Comment ça va ? Le moral n’est pas trop atteint après les dernières annonces ?
Ça va plutôt bien. Pour moi ça ne change pas grand-chose pour l’instant, je me suis blessé à l’adducteur à Toulouse, je n'aurais pas pu jouer au tennis. Je devais être au CNE pour faire du physique et des soins mais je le vis plutôt bien parce que je suis en famille. Ça fait du bien d’être en famille et de se retrouver.
Comment as-tu été mis au courant de la décision de l’ITF ?

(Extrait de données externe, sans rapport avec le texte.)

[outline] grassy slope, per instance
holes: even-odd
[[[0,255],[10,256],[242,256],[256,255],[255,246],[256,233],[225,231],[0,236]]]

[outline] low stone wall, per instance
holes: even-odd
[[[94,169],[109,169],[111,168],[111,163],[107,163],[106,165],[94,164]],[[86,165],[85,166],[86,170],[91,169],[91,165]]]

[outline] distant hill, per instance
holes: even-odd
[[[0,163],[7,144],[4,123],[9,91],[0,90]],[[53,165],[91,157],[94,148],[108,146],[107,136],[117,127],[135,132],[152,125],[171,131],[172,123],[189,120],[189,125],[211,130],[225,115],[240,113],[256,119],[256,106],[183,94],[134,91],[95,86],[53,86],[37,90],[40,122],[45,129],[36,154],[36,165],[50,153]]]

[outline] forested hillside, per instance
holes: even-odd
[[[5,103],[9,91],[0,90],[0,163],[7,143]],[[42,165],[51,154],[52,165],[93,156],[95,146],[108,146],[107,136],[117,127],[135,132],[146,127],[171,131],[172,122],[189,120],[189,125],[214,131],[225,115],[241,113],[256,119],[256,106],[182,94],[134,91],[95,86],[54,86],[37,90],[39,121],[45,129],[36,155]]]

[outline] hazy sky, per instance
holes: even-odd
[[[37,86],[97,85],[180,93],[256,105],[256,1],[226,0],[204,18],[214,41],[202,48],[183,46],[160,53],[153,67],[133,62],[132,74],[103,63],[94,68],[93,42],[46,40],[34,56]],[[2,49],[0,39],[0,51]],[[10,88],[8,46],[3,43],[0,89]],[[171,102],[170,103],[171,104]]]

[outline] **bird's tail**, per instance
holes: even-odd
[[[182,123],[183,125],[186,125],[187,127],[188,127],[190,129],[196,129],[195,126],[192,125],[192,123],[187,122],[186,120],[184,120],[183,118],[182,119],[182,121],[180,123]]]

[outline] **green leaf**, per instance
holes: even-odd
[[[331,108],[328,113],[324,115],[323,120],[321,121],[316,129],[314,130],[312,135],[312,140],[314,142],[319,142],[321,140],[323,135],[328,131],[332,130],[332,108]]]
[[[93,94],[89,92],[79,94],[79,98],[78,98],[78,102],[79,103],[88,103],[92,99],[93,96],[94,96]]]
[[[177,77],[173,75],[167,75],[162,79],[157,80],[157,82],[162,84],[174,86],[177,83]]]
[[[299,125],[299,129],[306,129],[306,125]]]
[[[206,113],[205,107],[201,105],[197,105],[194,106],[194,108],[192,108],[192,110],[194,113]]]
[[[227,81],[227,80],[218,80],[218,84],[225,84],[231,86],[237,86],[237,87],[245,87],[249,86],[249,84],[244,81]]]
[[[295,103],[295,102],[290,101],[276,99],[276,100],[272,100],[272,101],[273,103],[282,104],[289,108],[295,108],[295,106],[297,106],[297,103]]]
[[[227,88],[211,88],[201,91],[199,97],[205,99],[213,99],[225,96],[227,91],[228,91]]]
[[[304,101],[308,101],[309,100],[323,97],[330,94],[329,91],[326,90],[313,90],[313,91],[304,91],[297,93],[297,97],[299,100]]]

J’avais reçu un mail mais il fallait attendre confirmation et les coaches au CNE m’ont averti et confirmé. On a su que c’était 6 semaines d’arrêt pour l’ATP et l’ITF. Ensuite des mesures ont été prises par rapport au CNE. Au début, l’internat était fermé et le lendemain le CNE a annoncé que c’était fermé minimum deux semaines. Donc j’ai pris le train pour rentrer chez moi à Lyon. Si le CNE était resté ouvert je ne sais pas où j’aurais dormi.
Comment as-tu vécu ce report ensuite jusqu’au 7 juin ? Est-ce que tu as été surpris ou alors tu t’attendais à ça ?
J’ai été surpris un peu oui mais je m’attendais quand même à ce que la date soit repoussée. Je pense que ce sera repoussé si ça n’évolue pas mieux. C’est dur à encaisser parce que je n’ai qu’une envie, c’est de jouer, de faire des matches, même de m’entraîner. Après ça va me permettre de faire une bonne préparation physique et de me faire évoluer dans des secteurs où j’avais besoin de travailler.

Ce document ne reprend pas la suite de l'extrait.